Verein “Fair im Saarland” gegründet

„Fair“ gilt für Menschen, Waren und Nachhaltigkeit

Die Saarschleife am frühen Morgen © Eike Dubois

(red.) Unter dem Namen „Fair im Saarland FimS e.V.“ tritt ein Bündnis aus den Gewerkschaften ver.di und NGG, dem Netzwerk Entwicklungspolitik Saar (NES), dem BUND, der Aktion 3. Welt Saar e.V. und der Arbeitskammer des Saarlandes an, die nachhaltige Entwicklung voranzubringen. Die Partner setzen auf gezielte Aufklärung und auf ein Umsteuern bei Konsum, Verhalten und Arbeit.

 

„Fair ist nicht gleich fair“, betont Holger Meuler, Vorstandsvorsitzender des neugegründeten Vereins. „Jeder kennt die Siegel und Labels, mit denen Waren ausgezeichnet werden und viele Menschen orientieren sich daran. Doch die Arbeit vieler Menschen hierzulande ist in vielen Branchen von mangelnder Mitbestimmung und schlechter Bezahlung geprägt.“ Wie sich die Arbeitsbedingungen der Angestellten, beispielsweise im fleischverarbeitenden Gewerbe, gestalten, wurde kürzlich im Rahmen der Corona-Pandemie im Fall Tönnies bewusst.

 

„Sich mit dem Wort ,nachhaltig‘ zu schmücken ist einfach. Um sich nachhaltig mit einem Engagement entlang der drei Dimensionen Soziales, Wirtschaft und Ökologie zu verhalten, bedarf es aber mehr: einem Miteinander, Transparenz und Fairness – sowohl im globalen Süden als auch im globalen Norden“, so der Vorstandsvorsitzende.

 

„Wenn man da auf eine nachhaltige Generationengerechtigkeit angesprochen wird, muss man erwidern: Es besteht Handlungsbedarf, wenn Nachhaltigkeit nicht nur eine Worthülse darstellen soll. Wir alle sind aufgefordert, heute und zukünftig für eine gerechtere, umweltverträgliche und faire Entwicklung einzutreten.

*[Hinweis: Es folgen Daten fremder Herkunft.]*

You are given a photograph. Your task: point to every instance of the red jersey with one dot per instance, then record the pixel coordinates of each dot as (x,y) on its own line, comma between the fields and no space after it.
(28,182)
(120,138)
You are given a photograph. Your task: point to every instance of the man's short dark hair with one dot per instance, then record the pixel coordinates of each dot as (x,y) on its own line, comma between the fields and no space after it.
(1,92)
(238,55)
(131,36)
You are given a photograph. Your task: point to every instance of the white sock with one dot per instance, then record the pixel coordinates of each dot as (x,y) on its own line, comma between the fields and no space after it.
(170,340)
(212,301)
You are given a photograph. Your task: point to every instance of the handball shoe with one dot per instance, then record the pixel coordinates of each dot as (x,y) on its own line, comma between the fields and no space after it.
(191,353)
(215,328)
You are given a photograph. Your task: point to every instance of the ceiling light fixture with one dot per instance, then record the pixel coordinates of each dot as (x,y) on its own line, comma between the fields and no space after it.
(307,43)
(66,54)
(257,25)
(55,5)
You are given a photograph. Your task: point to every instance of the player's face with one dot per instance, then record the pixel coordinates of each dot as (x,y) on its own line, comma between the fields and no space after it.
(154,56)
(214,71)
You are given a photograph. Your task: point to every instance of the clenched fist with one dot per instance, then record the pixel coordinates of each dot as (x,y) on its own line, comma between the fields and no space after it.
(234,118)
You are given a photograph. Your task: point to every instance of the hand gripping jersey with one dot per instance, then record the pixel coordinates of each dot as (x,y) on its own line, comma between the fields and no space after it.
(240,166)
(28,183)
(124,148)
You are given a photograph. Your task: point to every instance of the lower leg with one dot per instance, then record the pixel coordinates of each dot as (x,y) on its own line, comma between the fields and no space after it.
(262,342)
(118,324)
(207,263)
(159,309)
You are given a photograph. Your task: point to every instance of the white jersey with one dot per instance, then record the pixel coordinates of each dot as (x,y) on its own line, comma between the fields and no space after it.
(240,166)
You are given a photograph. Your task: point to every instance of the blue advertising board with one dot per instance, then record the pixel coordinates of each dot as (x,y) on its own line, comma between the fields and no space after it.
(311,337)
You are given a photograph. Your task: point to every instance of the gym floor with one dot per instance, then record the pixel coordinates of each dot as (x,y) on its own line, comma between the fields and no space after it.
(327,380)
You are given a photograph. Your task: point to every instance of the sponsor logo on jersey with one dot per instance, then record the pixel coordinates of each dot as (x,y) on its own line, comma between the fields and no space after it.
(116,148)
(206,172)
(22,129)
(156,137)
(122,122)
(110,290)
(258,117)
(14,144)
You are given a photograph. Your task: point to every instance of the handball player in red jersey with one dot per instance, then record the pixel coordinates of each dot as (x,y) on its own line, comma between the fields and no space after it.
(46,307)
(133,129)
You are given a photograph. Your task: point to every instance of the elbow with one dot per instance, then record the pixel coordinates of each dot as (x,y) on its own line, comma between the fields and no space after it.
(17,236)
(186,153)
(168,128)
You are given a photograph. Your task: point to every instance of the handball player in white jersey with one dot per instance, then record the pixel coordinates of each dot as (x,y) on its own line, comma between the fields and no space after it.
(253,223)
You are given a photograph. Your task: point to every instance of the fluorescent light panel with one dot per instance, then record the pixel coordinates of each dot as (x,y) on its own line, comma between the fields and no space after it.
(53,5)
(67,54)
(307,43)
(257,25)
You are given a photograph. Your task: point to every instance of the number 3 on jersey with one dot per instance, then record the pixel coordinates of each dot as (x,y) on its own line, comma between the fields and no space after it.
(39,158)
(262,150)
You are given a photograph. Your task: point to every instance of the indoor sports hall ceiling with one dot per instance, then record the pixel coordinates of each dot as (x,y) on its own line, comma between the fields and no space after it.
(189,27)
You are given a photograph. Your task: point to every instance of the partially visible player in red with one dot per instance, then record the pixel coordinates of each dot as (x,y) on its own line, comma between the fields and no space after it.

Ansonsten endet das Thema Nachhaltigkeit spätestens bei den Beschäftigten, die Produkte produzieren und verkaufen.“

 

Der Verein „Fair im Saarland“ will Arbeitnehmer*innen, Konsument*innen, Schüler*innen und Betrieben künftig Orientierung geben und bei einer angestrebten nachhaltigen Entwicklung unterstützen. Neben Nachhaltigkeitskriterien wie Klima- und Umweltverträglichkeit sind lokale und regionale Faktoren (wie etwa gute Arbeitsbedingungen) fester Bestandteil der Vereinsarbeit.

 

Kontakt:

Vorstandsvorsitzender Holger Meuler holger@meulers.de, mobil: +49 1703210745

Stellv. Vorsitzender Christoph Hassel  (BUND Landesverband Saar e.V.)

Weitere Vorstandsmitglieder:

Gabriele Ungers (Netzwerk Entwicklungspolitik Saarland )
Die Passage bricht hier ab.